И тут я прерву цитирование "Преподавателя симметрии" - может статься, на время, но не исключено, что насовсем,- ради нескольких констатации очевидного, которое без специального подчеркивания того и гляди останется неочевидным. Итак, по-моему, буквально бросается в глаза решимость Тайрд-Боффина расположить события парами, организовать их в две параллельные линии, каждая из которых перекликалась бы с другой, обязательно находя там себе соответствия (не прямые, как по инерции, по зеркальной логике, тянет подумать, а искаженные, трансформированные, иногда - пародийные).
Противостояние этих параллелей столь же необходимо, сколь и их взаимная зависимость и связь. Идеальное живет, дышит, развивается под диктовку материального - и в полемике с материальным. Точно так же материальное (или, если угодно, реальное) учитывает наличие идеального, держит равнение на свой мыслительный, духовный, идеологический, художественный слепок.

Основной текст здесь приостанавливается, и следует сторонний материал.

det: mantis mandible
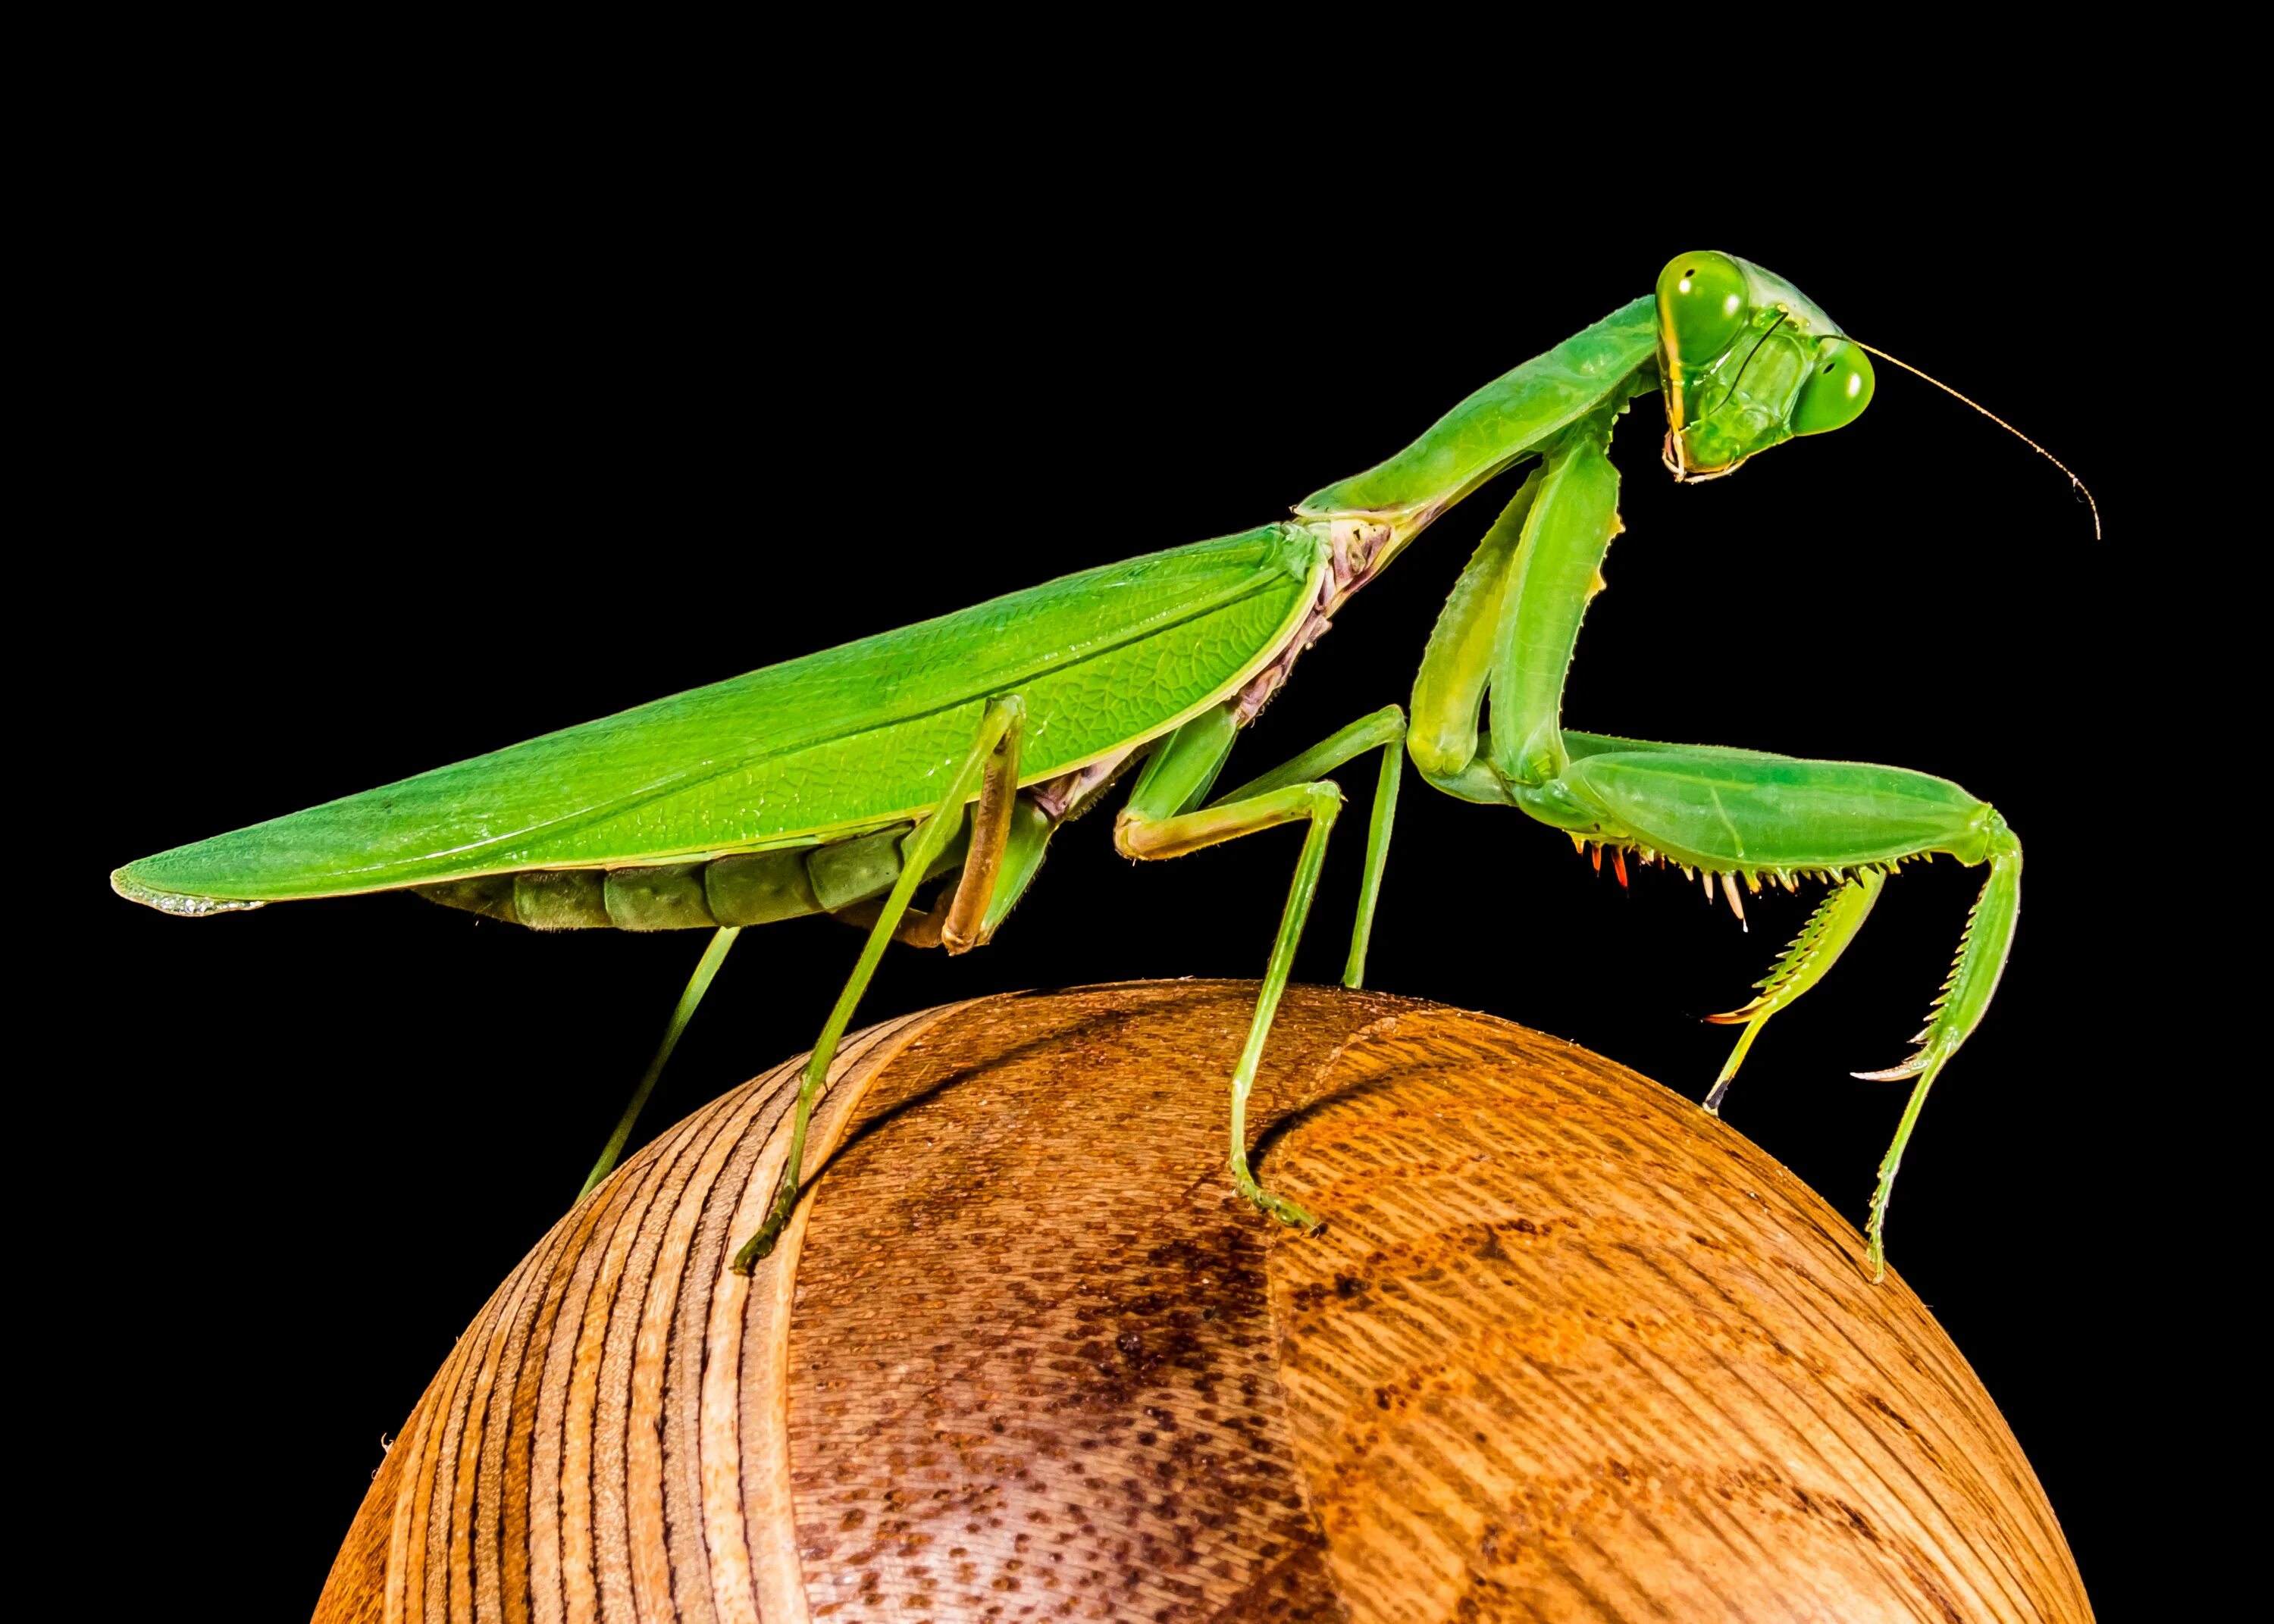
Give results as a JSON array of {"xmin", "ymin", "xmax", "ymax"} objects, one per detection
[{"xmin": 113, "ymin": 252, "xmax": 2087, "ymax": 1279}]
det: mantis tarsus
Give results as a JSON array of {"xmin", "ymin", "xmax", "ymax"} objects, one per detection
[{"xmin": 114, "ymin": 252, "xmax": 2084, "ymax": 1280}]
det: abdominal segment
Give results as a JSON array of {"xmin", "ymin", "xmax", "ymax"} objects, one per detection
[{"xmin": 414, "ymin": 818, "xmax": 972, "ymax": 931}]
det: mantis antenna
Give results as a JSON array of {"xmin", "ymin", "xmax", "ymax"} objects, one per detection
[{"xmin": 1843, "ymin": 339, "xmax": 2102, "ymax": 539}]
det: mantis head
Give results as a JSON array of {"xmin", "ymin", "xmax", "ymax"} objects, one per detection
[{"xmin": 1655, "ymin": 251, "xmax": 1875, "ymax": 480}]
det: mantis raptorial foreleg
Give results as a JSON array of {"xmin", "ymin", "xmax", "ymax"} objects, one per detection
[
  {"xmin": 731, "ymin": 695, "xmax": 1027, "ymax": 1272},
  {"xmin": 1568, "ymin": 744, "xmax": 2025, "ymax": 1275},
  {"xmin": 1702, "ymin": 870, "xmax": 1882, "ymax": 1115},
  {"xmin": 1406, "ymin": 403, "xmax": 2024, "ymax": 1275},
  {"xmin": 1852, "ymin": 846, "xmax": 2021, "ymax": 1276},
  {"xmin": 1115, "ymin": 701, "xmax": 1405, "ymax": 1228}
]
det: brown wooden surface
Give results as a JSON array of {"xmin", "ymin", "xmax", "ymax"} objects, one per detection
[{"xmin": 313, "ymin": 981, "xmax": 2090, "ymax": 1622}]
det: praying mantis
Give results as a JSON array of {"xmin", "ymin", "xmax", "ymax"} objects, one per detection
[{"xmin": 113, "ymin": 251, "xmax": 2088, "ymax": 1280}]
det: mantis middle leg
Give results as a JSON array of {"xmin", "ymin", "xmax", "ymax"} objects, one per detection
[
  {"xmin": 1114, "ymin": 700, "xmax": 1406, "ymax": 1228},
  {"xmin": 1409, "ymin": 403, "xmax": 2022, "ymax": 1277}
]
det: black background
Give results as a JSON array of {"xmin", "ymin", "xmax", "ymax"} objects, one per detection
[{"xmin": 43, "ymin": 88, "xmax": 2213, "ymax": 1618}]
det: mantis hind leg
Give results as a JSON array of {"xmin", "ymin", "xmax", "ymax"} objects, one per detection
[
  {"xmin": 829, "ymin": 793, "xmax": 1056, "ymax": 951},
  {"xmin": 1115, "ymin": 701, "xmax": 1406, "ymax": 1230},
  {"xmin": 1555, "ymin": 742, "xmax": 2022, "ymax": 1278},
  {"xmin": 730, "ymin": 695, "xmax": 1029, "ymax": 1273},
  {"xmin": 578, "ymin": 718, "xmax": 1050, "ymax": 1208},
  {"xmin": 578, "ymin": 924, "xmax": 744, "ymax": 1199}
]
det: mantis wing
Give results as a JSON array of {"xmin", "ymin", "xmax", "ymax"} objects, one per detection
[{"xmin": 116, "ymin": 525, "xmax": 1325, "ymax": 910}]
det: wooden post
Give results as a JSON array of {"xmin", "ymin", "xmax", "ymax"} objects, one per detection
[{"xmin": 314, "ymin": 981, "xmax": 2090, "ymax": 1622}]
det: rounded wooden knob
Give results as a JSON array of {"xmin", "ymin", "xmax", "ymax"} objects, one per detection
[{"xmin": 314, "ymin": 981, "xmax": 2088, "ymax": 1622}]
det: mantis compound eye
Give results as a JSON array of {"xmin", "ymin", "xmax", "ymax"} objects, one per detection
[
  {"xmin": 1790, "ymin": 340, "xmax": 1876, "ymax": 435},
  {"xmin": 1656, "ymin": 252, "xmax": 1749, "ymax": 368}
]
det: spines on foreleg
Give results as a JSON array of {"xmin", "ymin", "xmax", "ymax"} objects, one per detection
[{"xmin": 1854, "ymin": 817, "xmax": 2022, "ymax": 1085}]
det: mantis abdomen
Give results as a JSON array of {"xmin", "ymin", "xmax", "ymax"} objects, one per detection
[{"xmin": 414, "ymin": 816, "xmax": 980, "ymax": 931}]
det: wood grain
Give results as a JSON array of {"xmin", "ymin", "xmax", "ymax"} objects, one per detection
[{"xmin": 312, "ymin": 981, "xmax": 2090, "ymax": 1622}]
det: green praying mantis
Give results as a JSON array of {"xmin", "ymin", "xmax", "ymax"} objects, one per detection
[{"xmin": 114, "ymin": 251, "xmax": 2092, "ymax": 1280}]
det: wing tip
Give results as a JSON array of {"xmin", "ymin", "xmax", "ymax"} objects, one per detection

Впрочем, стоит ли наводить этот нивелированный порядок во взаимоотношениях идеального и реального под эгидой Тайрд-Боффина? Вряд ли, если посчитаться с желаниями, да намерениями, да предпочтениями самого рассказчика, который имеет весьма тенденциозную шкалу ценностей. А именно: главное, что его волнует в процессе рассказывания,- это не внешние акции, не поступки персонажей, а рассказывание как акт творчества. Именно Творчество изображает преподаватель симметрии. И персонифицированная толпа действующих лиц, рассыпанных по сюжетным закоулкам романа,- всего только материал, на котором Оно оставляет отпечатки своих пальцев, рук и вообще исканий.
"Ладно,- согласится мой возможный оппонент,- эти утверждения еще приемлемы, пока речь идет о первом эпизоде ("Вид неба Трои"), который и написан-то от первого лица, в исповедальной тональности, всегда готовой сойти за покаянный монолог автора (художника", режиссера и прочих), за эдакий "отчет о проделанной работе". Но как быть с историей Гумми - или с апологией Варфоломея? Уж там-то ни Тайрд-Боффин, ни его подставной писака, зитц-председатель и козел отпущения Ваноски, к нам со своими проблемами не суются!?"
Как бы не так! И в этих эпизодах на передний план выдвинуты идеальные аспекты бытия: размышления над смыслом жизни - и над способами реализации этого смысла в литературе, философской, научной, художественной, не говоря уже о его осуществлении "наяву", то есть в самой жизни. Будучи зеркалом реальности, отражением действительных явлений и тенденций, эти размышления, в свою очередь, тяготеют к "зеркальной" тематике - и преимущественно к ней. Доктор записывает: "Дух и материя совсем не различны и не суть гетерогенны. Предметы так называемого внешнего мира состоят из известных комбинаций и отношений тех же элементов ощущений и интуиции, которые в других отношениях составляют содержание души. Материальные вещи и душа частью, так сказать, сотканы из одного и того же основного материала". И опять доктор: "Жизнь протекает в плоскости времени, волнуясь относительно этой плоскости по вертикали, касаясь чего-то свыше, и отходя, и опять касаясь... Трепеща и поблескивая двойным отражением. По сути это образная система с обратным знаком: жизнь есть отражение образа..." И опять доктор: "Раздвоение есть условие цельности. Здоровая личность ясно раздвоена..." И опять он же, на сей раз в филологическом амплуа: "Омоним в двух лицах есть сошедшее с ума слово. Ибо каждое слово - омоним только самому себе. В каждом слове искрит раздвоенность..."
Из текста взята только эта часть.